Credit risk takes center stage in NCUA’s 2025 exam priorities letter
As someone who spent more than three decades at the NCUA, including serving as Executive Director, my perspective allows me to decode the “NCUA speak” in the agency’s annual supervisory priorities. The recently released 2025 letter is a mix of welcome focus and what I can only describe as “regulatory theater.”
Welcome Focus
In recent years, I have criticized NCUA’s priority letters for their lack of focus: When everything is a priority, nothing is a priority. For instance, the 2022 letter identified 11 priorities, which diluted the agency’s focus and placed an excessive burden on credit unions.
This year, however, NCUA deserves credit for its more streamlined approach, narrowing its focus to four key areas: Credit Risk, Balance Sheet Management and Risk to Earnings and Net Worth, Cybersecurity, and Consumer Financial Protection. While the balance sheet management priority is broad and encompasses several important areas, this new approach reflects a welcome shift toward greater clarity and prioritization.
Timing is Everything
The early release of this year’s letter is notable. The Chairman of NCUA serves as the agency spokesperson as outlined in the Federal Credit Union Act and signs all such Letters to Credit Unions. Chairman Todd Harper’s decision to expedite its publication suggests a desire to solidify priorities before anticipated leadership changes. Kyle Hauptman will take over as Chair with a stroke of President Trump’s pen, the regulatory tone will shift. This letter was one of Chair Harper’s last opportunities to double down on his and the administration’s fee income concerns.
Editor’s note: President Donald Trump on Dec. 20 named Hauptman as chairman of the NCUA board.
Credit Risk: A Clear and Present Concern
Credit risk is the dominant theme, comprising nearly 25% of the letter’s content — a significant increase over prior years. This isn’t surprising given the deteriorating metrics in credit card and used vehicle loan portfolios in credit union balance sheets. Credit card delinquency rates have exceeded their peaks from the 2008 financial crisis, and used vehicle loan delinquencies have reached record highs. Meanwhile, concentration risk is rising as credit unions expand loan portfolios to offset shrinking net interest margins. Expect these trends will be watched closely at your credit union by your NCUA examiner.
Examination Cycles: A Nod to Efficiency or Regulatory Theater?
Perhaps the most headline-grabbing change is the adjustment to examination cycles for large, well-rated credit unions. Credit unions rated CAMELS 1 or 2 with stable leadership are now eligible for a 12- to 16-month cycle. On the surface, this sounds like a material change for low-risk credit unions with strong management. However, this change also serves to mask operational realities.
NCUA’s own data from 2023 showed that only 80% of CAMELS 4 examinations were completed on schedule, with just 67% of CAMELS 3 exams conducted on time.

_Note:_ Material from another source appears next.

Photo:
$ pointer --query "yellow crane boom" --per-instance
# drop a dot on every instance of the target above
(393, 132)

Extending the examination timeline for lower-risk credit unions appears less like a strategic shift and more like an attempt to align policy with what is already happening. This move suggests the airline industry’s infamous “solution” to on-time performance issues: padding schedules to create the illusion of punctuality. My credit union conversations do reveal a slight improvement in timely exam delivery and that coupled with this change will allow NCUA to comply with its own policies.

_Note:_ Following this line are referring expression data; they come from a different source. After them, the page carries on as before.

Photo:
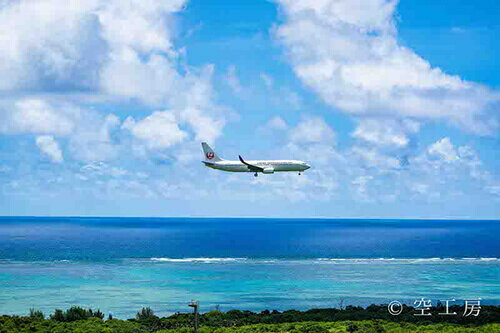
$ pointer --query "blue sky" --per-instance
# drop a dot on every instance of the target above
(394, 104)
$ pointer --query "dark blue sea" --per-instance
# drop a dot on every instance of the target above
(122, 264)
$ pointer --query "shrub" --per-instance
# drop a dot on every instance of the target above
(36, 314)
(145, 314)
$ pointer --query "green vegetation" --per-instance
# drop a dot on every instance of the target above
(373, 319)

Continued Priorities in Consumer Protection and Cybersecurity
The letter also highlights evolving consumer protection priorities, including overdraft programs and fair lending. These reflect broader political agendas and may shift under new leadership. Meanwhile, cybersecurity remains a fixed priority, as recent high-profile breaches demonstrate the escalating sophistication of threats. Credit unions must remain vigilant, regardless of shifting regulatory emphases, because the consequences of cyber incidents can be devastating.
What is Noticeably Missing?
Interestingly, corporate governance is conspicuously absent from this year’s letter. Recent trends indicate NCUA exam staff frequently link most exam issues with failed or weak Corporate Governance. NCUA’s corporate governance guidance to credit unions is minimal, which creates inconsistency in exam approaches in this important area.

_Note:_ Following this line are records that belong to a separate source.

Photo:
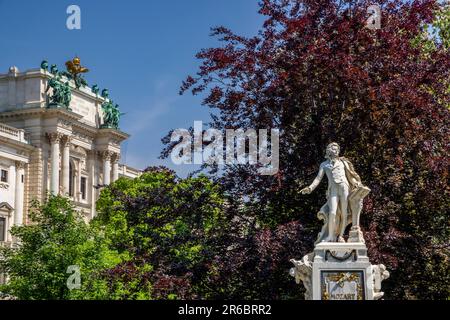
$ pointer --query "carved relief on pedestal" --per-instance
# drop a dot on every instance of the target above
(106, 155)
(303, 272)
(379, 274)
(54, 137)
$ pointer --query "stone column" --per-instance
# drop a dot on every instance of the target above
(115, 162)
(66, 164)
(92, 181)
(54, 142)
(106, 167)
(19, 193)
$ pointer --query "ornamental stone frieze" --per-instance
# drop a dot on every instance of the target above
(55, 137)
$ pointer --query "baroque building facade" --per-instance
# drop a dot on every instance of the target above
(53, 145)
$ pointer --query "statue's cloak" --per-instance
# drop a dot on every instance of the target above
(357, 192)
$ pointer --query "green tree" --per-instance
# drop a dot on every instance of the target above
(56, 238)
(169, 227)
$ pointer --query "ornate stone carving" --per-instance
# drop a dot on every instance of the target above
(379, 274)
(65, 124)
(66, 140)
(82, 137)
(106, 155)
(115, 158)
(303, 272)
(54, 137)
(111, 115)
(61, 92)
(20, 164)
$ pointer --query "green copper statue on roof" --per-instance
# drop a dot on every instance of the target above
(111, 115)
(61, 93)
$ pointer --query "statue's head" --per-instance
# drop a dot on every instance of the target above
(332, 150)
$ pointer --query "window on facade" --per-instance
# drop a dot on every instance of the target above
(2, 229)
(4, 176)
(83, 188)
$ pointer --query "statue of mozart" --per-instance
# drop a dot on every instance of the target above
(345, 196)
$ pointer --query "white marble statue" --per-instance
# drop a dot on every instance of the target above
(344, 197)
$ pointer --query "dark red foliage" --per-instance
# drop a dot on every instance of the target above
(319, 75)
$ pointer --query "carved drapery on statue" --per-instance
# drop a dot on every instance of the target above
(61, 93)
(355, 203)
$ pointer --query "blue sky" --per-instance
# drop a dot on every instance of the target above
(140, 50)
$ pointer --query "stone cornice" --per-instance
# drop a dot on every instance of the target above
(17, 144)
(113, 133)
(43, 112)
(40, 73)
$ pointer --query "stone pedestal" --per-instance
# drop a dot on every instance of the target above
(339, 271)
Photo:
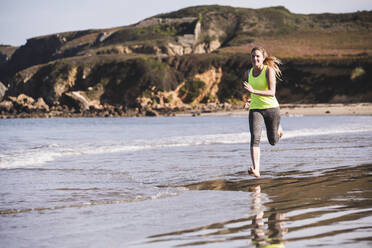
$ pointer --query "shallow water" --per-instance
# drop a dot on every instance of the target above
(183, 181)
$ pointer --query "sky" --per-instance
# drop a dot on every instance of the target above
(24, 19)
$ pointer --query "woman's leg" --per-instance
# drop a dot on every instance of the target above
(272, 121)
(256, 122)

NCUA should either issue standardized guidance on Corporate Governance expectations, or examiners should refrain from citing governance deficiencies as a default explanation for most operational and compliance matters. Without clear, consistent, and documented standards, using corporate governance as a catch-all criticism undermines both the examination process and the cooperative relationship between examiners and credit unions.
Here’s the Thing: Expect More Mergers
The trends highlighted in the 2025 priorities letter — deteriorating loan quality, NCUA’s focus on fee income, along with the new succession planning regulation — paint a challenging picture for mid-sized and smaller credit unions. The cumulative effect of these regulatory demands increase the already mounting pressures on smaller credit unions, making independent operations increasingly unsustainable. You can debate if these are unintended consequences or economic realities – but mergers will go up.
In 33 years at the NCUA, Mark Treichel led the agency as Executive Director, Regional Director, Director of Special Actions, Supervisory Examiner and Principal Examiner.